The current DPA will be superseded by the new GDPR legislation. It introduces tougher fines for non-compliance and breaches, and gives people more say over what companies can do with their data.
The GDPR came into force for all EU member states on 24th May 2016, however the law actually applies to businesses from 25th May 2018.
'Controllers' and 'processors' of data need to abide by the GDPR.
The controller could be any organisation, from commercial companies to charities or government. A processor could be from any firm doing the actual data processing.
The GDPR will still apply to controllers and processors based outside of the EU if they are dealing with data belonging to EU residents.
Once the legislation comes into effect, controllers must ensure personal data is processed lawfully, transparently, and for a specific purpose. Once that purpose is fulfilled and the data is no longer required, it should be deleted.
The Information Commissioner's Office has put together 12 steps to take now.
You should make sure that decision makers and key people in your organisation are aware that the law is changing to the GDPR. They need to appreciate the impact this is likely to have.
You should document what personal data you hold, where it came from and who you share it with.
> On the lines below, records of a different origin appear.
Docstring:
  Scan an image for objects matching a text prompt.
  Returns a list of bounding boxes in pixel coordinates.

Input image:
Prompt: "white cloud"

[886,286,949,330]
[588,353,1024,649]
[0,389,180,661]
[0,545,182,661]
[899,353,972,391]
You may need to organise an information audit.
You should review your current privacy notices and put a plan in place for making any necessary changes in time for GDPR implementation.
You should check your procedures to ensure they cover all the rights individuals have, including how you would delete personal data or provide data electronically and in a commonly used format.
You should update your procedures and plan how you will handle requests within the new timescales and provide any additional information.
You should identify the lawful basis for your processing activity in the GDPR, document it and update your privacy notice to explain it.
You should review how you seek, record and manage consent and whether you need to make any changes. Refresh existing consents now if they donÂ’t meet the GDPR standard.
You should start thinking now about whether you need to put systems in place to verify individuals' ages and to obtain parental or guardian consent for any data processing activity.
You should make sure you have the right procedures in place to detect, report and investigate a personal data breach.
You should familiarise yourself now with the ICO's code of practice on Privacy Impact Assessments as well as the latest guidance from the Article 29 Working Party, and work out how and when to implement them in your organisation.
You should designate someone to take responsibility for data protection compliance and assess where this role will sit within your organisation's structure and governance arrangements. You should consider whether you are required to formally designate a Data Protection Officer.
If your organisation operates in more than one EU member state (ie you carry out cross-border processing), you should determine your lead data protection supervisory authority. Article 29 Working Party guidelines will help you do this.
The 12 steps to take now PDF is available on the ICO website.